ぐらにる 流れ クッキー
そのうち逢えなくなるかもしれない。私たちは、共に違う立場で存在するから、あの組織が動き出せば、姫も私も、個人のことなんて考える暇もなくなるだろう。それまでの間は、こうやって祝ってくれる言葉を、姫から与えられたいと願うのは、大それたことではないだろう。
きっと、姫はプロポーズしても断るだろう。それでもいい。ただ、その気持ちでいることだけは伝えたい。

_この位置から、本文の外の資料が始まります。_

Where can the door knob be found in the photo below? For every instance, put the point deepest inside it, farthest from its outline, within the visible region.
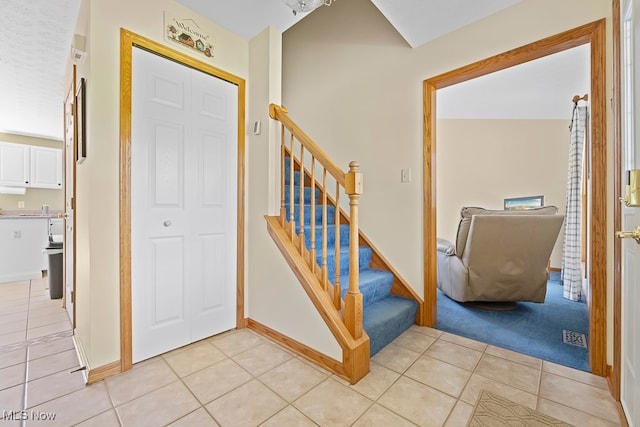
(635, 234)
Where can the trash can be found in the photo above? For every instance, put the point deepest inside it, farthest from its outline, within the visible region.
(54, 253)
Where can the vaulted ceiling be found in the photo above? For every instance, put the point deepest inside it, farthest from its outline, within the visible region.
(37, 37)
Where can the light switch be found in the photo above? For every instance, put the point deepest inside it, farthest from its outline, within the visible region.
(405, 175)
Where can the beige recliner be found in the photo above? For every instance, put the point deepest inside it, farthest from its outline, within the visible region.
(499, 255)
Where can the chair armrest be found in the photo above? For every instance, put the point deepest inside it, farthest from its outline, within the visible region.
(445, 247)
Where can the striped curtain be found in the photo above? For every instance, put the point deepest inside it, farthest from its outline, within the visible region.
(571, 253)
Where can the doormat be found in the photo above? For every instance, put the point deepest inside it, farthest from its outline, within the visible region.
(493, 410)
(574, 338)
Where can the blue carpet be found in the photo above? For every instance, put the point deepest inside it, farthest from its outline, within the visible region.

いつか、本当に平和になったら、姫と暮らしたい。眠れない日を与えたくない。
すべてが終わって、私と姫が生きていたら・・・・その時は離さない。
「ビリー、今夜は早仕舞いしてくれ。」
「わかってるよ、グラハム。じゃあ、さくさくと仕事をこなすことにしよう。きみも、さっさとカリキュラムを消化しておいで。」
今夜の約束をして、私は、その場から、彼の用意してくれたプレゼントと共に職場へ出向いた。大切な姫からの贈り物は、少しずつ噛み締めるつもりで、しばらくは封印する。一日に、ひとつずつ。次に、姫と逢えるまで、大切に、その言葉を食べたい。